Everyone appears to be missing the point; Scotiabank publicly asserted that the sale had to do with its increased focusing upon its expanding Latin America, and that it will remain in other parts of the Caribbean, but facts tell a different story:

(1) De-Risking: increased regulatory pressure, especially from agencies located in the United States, but also from Canada, is believed to have been the principal factor. Scotiabank rightly fears the long arm of regulatory civil fines and penalties, being issued in a very public way. Given the low profit-low volume of financial business in the East Caribbean, why risk a major run-in with US regulators, when you are not taking substantial profits out of the region ?

(2) The CBI madness; Citizenship by Investment (CBI/CIP) programs, in five of the nine jurisdictions being exited by Scotiabank, have attracted dirty money from dodgy applicants. Local government officials have accepted bribes and kickbacks, and that money must also go into the local financial system. No bank wants to unwittingly take the proceeds of crime, and later have to face regulators, when their career criminal CBI client is arrested by law enforcement abroad.

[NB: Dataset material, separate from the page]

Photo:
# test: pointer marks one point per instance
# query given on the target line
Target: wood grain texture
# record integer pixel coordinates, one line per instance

(3) Bearer share corporations, offshore banking licenses and a lack of transparency regarding Beneficial Ownership of companies: These problems remain major roadblocks to international acceptance of the East Caribbean as a low-risk region for compliance. Unless there is true reform, there's no reason for Scotiabank to remain in jurisdictions where money laundering-friendly laws exist, because they attract illicit capital.

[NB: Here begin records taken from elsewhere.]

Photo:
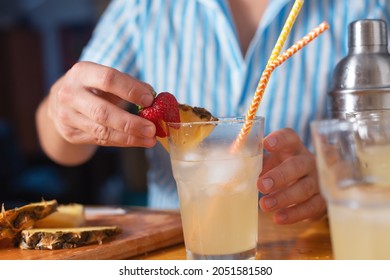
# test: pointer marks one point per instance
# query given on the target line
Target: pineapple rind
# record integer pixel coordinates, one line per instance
(13, 221)
(192, 139)
(65, 238)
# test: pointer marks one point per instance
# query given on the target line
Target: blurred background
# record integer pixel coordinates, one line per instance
(39, 41)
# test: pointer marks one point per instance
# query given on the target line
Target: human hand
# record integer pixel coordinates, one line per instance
(289, 179)
(87, 106)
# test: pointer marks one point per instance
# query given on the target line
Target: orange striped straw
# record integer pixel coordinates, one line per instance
(266, 76)
(286, 30)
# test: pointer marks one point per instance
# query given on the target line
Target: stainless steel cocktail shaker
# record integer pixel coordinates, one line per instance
(361, 80)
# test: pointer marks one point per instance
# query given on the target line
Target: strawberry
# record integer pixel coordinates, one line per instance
(164, 108)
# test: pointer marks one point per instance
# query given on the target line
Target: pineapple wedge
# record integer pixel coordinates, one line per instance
(13, 221)
(65, 238)
(185, 137)
(66, 216)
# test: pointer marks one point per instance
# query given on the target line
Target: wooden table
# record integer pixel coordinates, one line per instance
(157, 235)
(300, 241)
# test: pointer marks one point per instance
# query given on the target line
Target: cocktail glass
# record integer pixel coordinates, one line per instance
(217, 186)
(353, 158)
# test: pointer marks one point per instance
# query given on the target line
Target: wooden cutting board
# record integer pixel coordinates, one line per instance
(143, 230)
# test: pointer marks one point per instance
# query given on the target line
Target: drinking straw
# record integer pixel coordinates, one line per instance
(251, 113)
(286, 30)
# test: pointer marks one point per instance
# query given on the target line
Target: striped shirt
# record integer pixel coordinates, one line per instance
(191, 49)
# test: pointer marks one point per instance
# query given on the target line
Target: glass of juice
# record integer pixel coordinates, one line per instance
(353, 159)
(217, 186)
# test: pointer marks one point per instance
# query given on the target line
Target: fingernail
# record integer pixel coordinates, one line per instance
(269, 202)
(271, 141)
(146, 100)
(281, 217)
(268, 183)
(148, 131)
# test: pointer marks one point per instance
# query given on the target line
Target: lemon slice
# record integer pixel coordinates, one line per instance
(186, 136)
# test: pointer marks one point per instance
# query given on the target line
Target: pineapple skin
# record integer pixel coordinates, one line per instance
(13, 221)
(67, 238)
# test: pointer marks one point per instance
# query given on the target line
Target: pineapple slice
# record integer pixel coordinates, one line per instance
(69, 215)
(13, 221)
(188, 138)
(65, 238)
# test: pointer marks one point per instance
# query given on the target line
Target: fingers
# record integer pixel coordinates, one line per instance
(284, 141)
(113, 81)
(286, 173)
(79, 129)
(289, 179)
(86, 107)
(299, 192)
(108, 115)
(313, 208)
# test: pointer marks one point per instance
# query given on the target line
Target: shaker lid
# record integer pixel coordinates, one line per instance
(367, 32)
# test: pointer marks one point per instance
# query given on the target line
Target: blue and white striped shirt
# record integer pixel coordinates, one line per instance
(191, 49)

Some politicians have said they will no approve the sale in their countries. These local threats to decline regulatory approval for the sale could result in Scotiabank simply closing those offices in the nine countries, leaving local residents with one less financial institution to assist them in their business, as well as personal, banking activities. This macho posturing will only result in hurting the people these politicians have sworn to represent wisely.

finally, will the countries in the region actually learn from the experience, and enact the extensive reforms necessary to lift them up into low-risk status ? We cannot say, but if they do not act, look for still more deadly De-Risking in the Caribbean's future.